Sur le plan fonctionnel, la molécule cible cinq voies à la fois. Il active deux récepteurs à la surface cellulaire (GLP-1R et GIPR) et engage également trois « commutateurs » PPAR au sein de la cellule. Müller compare le concept à un « cheval de Troie » : le composant incrétine ouvre la porte et le médicament supplémentaire n’agit qu’après être entré dans la cellule.

“Le montant constitue un avantage majeur”, explique Müller. “Étant donné que le deuxième composant n’est pas administré séparément et systémiquement, mais “voyage avec” la partie incrétine, il peut être utilisé à une dose qui est d’un ordre de grandeur inférieure.” Cette administration ciblée pourrait améliorer l’efficacité tout en limitant les effets secondaires liés à une exposition généralisée aux médicaments.

Forts effets sur la perte de poids et la glycémie chez la souris

Chez les souris souffrant d’obésité induite par l’alimentation, le médicament hybride a produit des avantages évidents. “Les animaux ont mangé moins et ont perdu plus de poids que sous un co-agoniste du GLP-1/GIP sans cargaison”, explique le Dr Daniela Liskiewicz, chef de groupe à l’IDO et co-premier auteur avec le Dr Aaron Novikoff. “Dans les comparaisons directes présentées, l’effet était en partie encore plus fort qu’avec un médicament uniquement composé de GLP-1.”

Ces résultats suggèrent que cette approche fait plus que simplement ajouter un autre mécanisme. Au lieu de cela, il semble améliorer l’effet global du traitement par incrétine, du moins dans les modèles animaux.

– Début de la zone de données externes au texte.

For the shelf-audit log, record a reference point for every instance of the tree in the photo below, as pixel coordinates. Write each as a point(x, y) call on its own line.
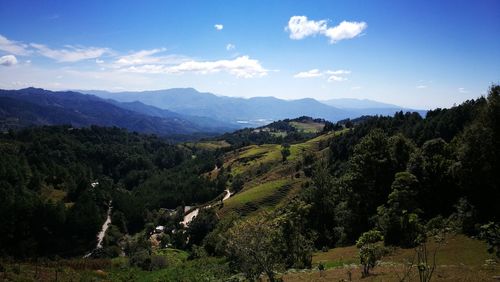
point(285, 151)
point(255, 246)
point(201, 225)
point(370, 250)
point(398, 219)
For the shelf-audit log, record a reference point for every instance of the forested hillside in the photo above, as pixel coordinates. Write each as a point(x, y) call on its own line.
point(293, 188)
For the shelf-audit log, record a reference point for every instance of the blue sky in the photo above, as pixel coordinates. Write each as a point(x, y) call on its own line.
point(420, 54)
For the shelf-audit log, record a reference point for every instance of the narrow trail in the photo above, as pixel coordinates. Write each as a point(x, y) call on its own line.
point(102, 233)
point(189, 217)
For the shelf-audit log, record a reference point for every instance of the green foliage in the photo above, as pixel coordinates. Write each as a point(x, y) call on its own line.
point(285, 151)
point(399, 219)
point(369, 251)
point(254, 246)
point(201, 225)
point(490, 232)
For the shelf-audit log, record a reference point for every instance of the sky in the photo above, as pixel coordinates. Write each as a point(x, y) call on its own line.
point(418, 54)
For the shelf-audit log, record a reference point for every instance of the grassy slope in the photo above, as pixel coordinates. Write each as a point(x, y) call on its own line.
point(268, 180)
point(460, 259)
point(308, 127)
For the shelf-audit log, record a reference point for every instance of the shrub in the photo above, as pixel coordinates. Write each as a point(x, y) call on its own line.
point(370, 250)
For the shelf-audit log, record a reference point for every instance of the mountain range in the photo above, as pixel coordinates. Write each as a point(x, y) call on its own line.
point(177, 111)
point(254, 111)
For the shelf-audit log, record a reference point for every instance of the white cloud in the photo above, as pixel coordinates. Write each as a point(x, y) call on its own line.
point(333, 78)
point(308, 74)
point(242, 67)
point(8, 60)
point(336, 75)
point(338, 72)
point(71, 53)
point(140, 57)
point(345, 30)
point(300, 27)
point(13, 47)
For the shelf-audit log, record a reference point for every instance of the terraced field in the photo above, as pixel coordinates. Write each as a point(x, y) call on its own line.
point(268, 180)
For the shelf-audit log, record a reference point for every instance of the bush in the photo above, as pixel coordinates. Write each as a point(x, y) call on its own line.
point(370, 250)
point(141, 259)
point(158, 262)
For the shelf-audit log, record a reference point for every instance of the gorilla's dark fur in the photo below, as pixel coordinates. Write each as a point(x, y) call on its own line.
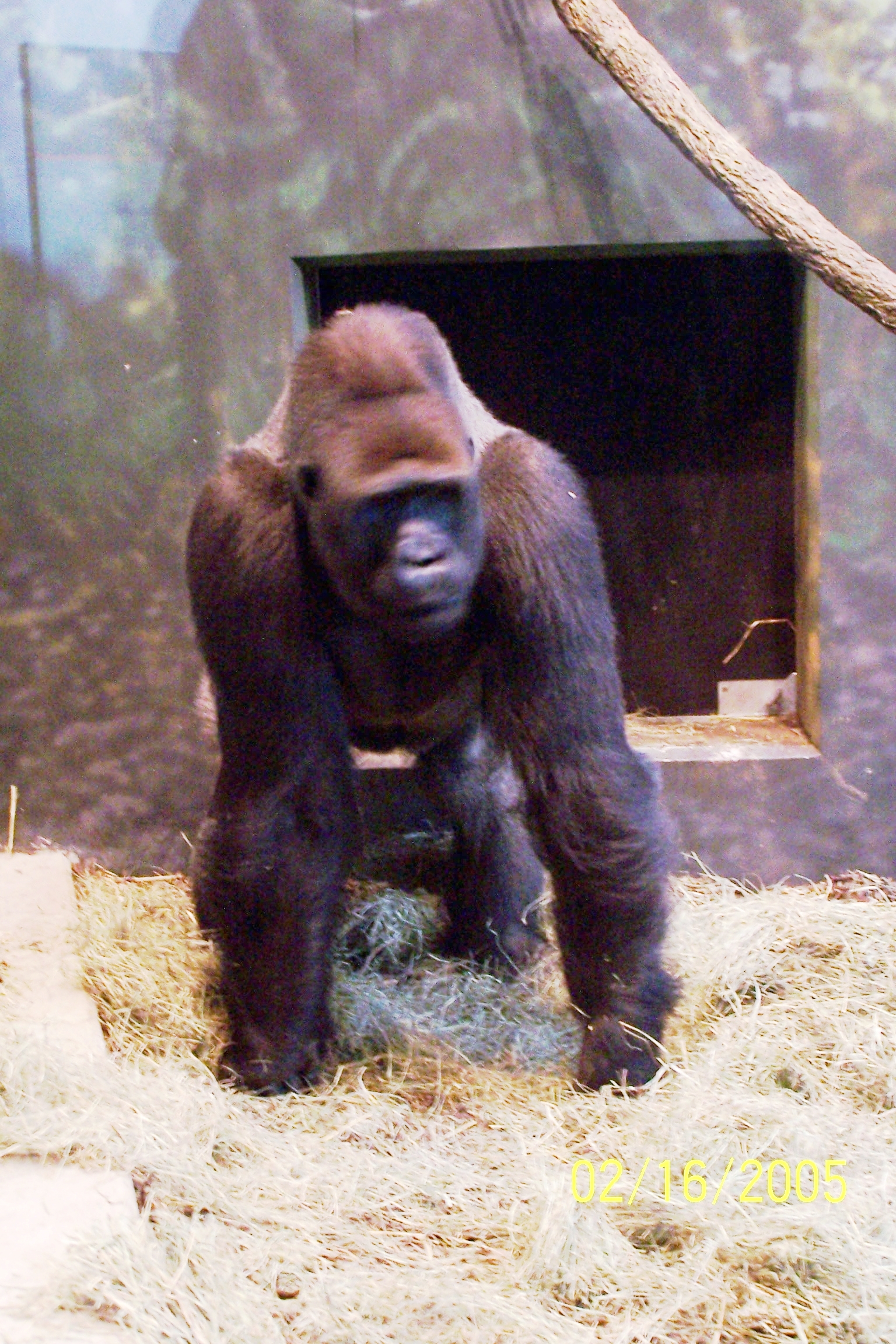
point(386, 565)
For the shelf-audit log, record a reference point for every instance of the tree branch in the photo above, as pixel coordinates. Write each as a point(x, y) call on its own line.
point(755, 190)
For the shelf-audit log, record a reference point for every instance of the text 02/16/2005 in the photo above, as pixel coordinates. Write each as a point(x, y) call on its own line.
point(782, 1182)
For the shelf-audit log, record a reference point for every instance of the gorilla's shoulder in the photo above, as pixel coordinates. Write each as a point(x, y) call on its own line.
point(246, 512)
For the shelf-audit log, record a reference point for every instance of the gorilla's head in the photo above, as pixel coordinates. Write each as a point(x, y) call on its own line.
point(386, 471)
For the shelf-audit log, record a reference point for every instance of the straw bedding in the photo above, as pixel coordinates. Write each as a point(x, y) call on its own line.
point(424, 1191)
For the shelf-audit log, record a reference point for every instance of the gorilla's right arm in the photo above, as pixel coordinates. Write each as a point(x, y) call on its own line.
point(272, 855)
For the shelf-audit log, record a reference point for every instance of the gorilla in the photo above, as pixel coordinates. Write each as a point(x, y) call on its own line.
point(383, 566)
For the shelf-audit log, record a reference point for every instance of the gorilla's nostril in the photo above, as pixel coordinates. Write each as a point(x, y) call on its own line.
point(419, 543)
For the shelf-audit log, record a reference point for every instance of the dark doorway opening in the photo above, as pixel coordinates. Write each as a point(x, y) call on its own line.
point(668, 379)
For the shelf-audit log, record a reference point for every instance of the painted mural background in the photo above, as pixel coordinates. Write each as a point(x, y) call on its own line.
point(182, 153)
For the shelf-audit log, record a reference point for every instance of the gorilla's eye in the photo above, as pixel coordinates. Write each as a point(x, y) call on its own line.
point(309, 480)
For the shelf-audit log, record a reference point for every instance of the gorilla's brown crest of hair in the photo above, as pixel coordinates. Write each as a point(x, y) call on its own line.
point(370, 391)
point(406, 572)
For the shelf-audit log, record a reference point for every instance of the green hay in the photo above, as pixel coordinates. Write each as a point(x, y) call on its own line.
point(424, 1192)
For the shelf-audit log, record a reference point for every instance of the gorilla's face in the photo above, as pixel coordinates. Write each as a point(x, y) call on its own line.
point(401, 536)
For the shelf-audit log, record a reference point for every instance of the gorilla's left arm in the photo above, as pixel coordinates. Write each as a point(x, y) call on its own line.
point(552, 698)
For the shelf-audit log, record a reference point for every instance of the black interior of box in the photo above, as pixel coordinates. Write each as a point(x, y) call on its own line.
point(668, 379)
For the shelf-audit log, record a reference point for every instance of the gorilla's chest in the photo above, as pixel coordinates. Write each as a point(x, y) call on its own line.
point(405, 695)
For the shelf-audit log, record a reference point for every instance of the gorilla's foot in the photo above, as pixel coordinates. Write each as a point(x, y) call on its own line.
point(296, 1072)
point(511, 948)
point(613, 1053)
point(626, 1050)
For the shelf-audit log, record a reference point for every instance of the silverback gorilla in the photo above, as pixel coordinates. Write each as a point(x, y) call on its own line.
point(386, 565)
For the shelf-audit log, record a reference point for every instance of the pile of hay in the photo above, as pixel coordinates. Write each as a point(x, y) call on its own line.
point(425, 1192)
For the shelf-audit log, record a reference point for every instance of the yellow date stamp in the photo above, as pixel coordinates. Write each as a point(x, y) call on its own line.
point(782, 1182)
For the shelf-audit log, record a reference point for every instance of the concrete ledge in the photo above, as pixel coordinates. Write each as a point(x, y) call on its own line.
point(45, 1205)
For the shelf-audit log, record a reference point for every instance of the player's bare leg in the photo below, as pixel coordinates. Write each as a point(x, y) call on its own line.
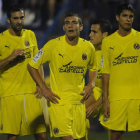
point(41, 136)
point(116, 135)
point(13, 137)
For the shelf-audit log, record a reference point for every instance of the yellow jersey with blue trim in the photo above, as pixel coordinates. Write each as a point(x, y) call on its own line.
point(14, 77)
point(68, 65)
point(121, 60)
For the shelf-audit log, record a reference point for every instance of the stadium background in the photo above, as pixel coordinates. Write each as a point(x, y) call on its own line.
point(45, 18)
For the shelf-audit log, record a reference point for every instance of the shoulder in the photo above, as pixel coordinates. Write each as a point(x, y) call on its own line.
point(4, 34)
point(136, 33)
point(85, 43)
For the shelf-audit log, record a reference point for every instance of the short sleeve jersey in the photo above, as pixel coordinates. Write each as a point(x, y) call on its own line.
point(68, 65)
point(15, 78)
point(121, 60)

Amélioration du métabolisme et des signaux de sécurité

Le traitement a fait plus que réduire le poids corporel. Les souris ont également montré une amélioration de leur glycémie et des signes d’une meilleure fonction de l’insuline. En termes simples, l’insuline était plus efficace pour déplacer le glucose de la circulation sanguine vers les tissus, et le foie libérait moins de glucose dans la circulation.

Les chercheurs ont également observé que les effets secondaires gastro-intestinaux courants étaient similaires à ceux observés avec les médicaments incrétines actuels. Plus important encore, ils n’ont détecté aucun signe de rétention d’eau ou d’anémie, qui sont des problèmes connus liés au composant médicamenteux ajouté.

Premiers résultats avec un potentiel au-delà de la perte de poids

Les données suggèrent également des bénéfices possibles pour la santé cardiaque et hépatique. Les chercheurs soulignent toutefois que ces résultats proviennent d’une étude préclinique. Il reste incertain si les mêmes résultats se produiront chez l’homme, d’autant plus que le récepteur GIP diffère entre les souris et les humains.

“Nous constatons un principe ayant des effets importants dans le modèle animal: il s’agit désormais d’optimiser l’approche pour les humains et de la faire évoluer vers la clinique”, explique Müller. Il note que l’avancement de ces travaux nécessitera une collaboration avec des partenaires industriels.

À propos du chercheur

Le professeur Timo D. Müller est directeur de l’Institut du diabète et de l’obésité (IDO) à Helmholtz Munich, professeur à l’Université Ludwig Maximilian de Munich (LMU) et chercheur au Centre allemand de recherche sur le diabète (DZD).